In the wake of the housing meltdown, strategic defaults, or walkaways, continue to be a popular way to dispose of a home whose value has dropped significantly below the mortgage balance. Those using this option can usually afford their house note, but choose to move on to housing that offers more value for their money.Sites like http://www.youwalkaway.com assist walkaways: “We won’t judge your reason, we just want to help you find solutions. Use the law to your advantage. “
The LA Times reports that Fannie Mae (Federal National Mortgage) will pursue deficiency judgments on certain types ofdefaulted mortgages and will take steps to keep walkaways from getting new mortgages for 7 years. While mortgage deficiency judgments are illegal in some states, most allow this practice. I discussed the prospect of walkaways being held accountable for their debts in an April Post “Strategic defaults or foreclosure hell?”.

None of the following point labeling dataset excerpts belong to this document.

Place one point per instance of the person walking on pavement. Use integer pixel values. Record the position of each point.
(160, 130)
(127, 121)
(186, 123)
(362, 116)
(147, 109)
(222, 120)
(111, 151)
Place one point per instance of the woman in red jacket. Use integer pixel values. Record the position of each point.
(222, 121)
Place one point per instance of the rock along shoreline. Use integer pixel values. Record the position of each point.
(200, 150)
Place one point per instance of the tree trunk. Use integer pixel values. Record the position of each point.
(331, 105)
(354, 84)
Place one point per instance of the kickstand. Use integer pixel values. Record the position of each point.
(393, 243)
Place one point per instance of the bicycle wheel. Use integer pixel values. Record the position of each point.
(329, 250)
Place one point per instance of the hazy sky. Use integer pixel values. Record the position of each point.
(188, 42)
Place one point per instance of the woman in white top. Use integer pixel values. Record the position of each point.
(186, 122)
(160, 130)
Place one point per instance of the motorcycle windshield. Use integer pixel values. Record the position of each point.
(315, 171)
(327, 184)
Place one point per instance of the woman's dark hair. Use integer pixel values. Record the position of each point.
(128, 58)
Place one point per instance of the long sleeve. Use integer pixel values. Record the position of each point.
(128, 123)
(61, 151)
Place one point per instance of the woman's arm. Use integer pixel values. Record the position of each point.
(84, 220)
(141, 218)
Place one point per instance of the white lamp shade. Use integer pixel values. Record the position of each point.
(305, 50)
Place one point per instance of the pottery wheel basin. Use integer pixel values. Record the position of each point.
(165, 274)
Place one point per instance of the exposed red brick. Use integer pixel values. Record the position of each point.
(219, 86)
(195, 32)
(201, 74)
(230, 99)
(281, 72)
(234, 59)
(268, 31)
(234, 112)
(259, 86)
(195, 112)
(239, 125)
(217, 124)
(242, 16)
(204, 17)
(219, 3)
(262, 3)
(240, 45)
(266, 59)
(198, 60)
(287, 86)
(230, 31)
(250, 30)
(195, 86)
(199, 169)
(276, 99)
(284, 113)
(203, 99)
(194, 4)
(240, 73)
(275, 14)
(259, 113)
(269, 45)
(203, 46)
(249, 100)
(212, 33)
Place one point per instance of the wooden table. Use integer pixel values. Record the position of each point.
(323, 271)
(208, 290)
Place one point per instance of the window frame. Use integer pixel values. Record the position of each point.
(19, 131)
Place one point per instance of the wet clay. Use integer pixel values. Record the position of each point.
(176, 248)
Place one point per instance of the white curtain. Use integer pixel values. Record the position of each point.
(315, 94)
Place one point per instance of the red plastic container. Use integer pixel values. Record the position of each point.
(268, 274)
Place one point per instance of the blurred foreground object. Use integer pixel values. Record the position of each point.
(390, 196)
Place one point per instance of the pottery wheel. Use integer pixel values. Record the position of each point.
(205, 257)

Strategic defaults have been in the news for quite a while now. In May, CBS’s 60 Minutes did an extensive report.
I have concerns that banks and FNMA will, get deficiency judgments, then turn the debts over to collection agencies for pennies on the dollar. And we all no how collection agencies operate.
At the root of this issue is the easy money of the early and mid-2000’s, when you could buy a home, or refinance it at greater than market value, with acquisition costs of zero or less (that’s right, buyers were getting money back at closing). I looked up the purchase information for a recent walkaway owner: 80% first mortgage, 20% second mortgage, and 6% in seller’s concessions. Absolutely no equity in a sinking asset – nothing to keep this person, and hundreds of thousands just like him, from strategically defaulting with the slightest of provocation.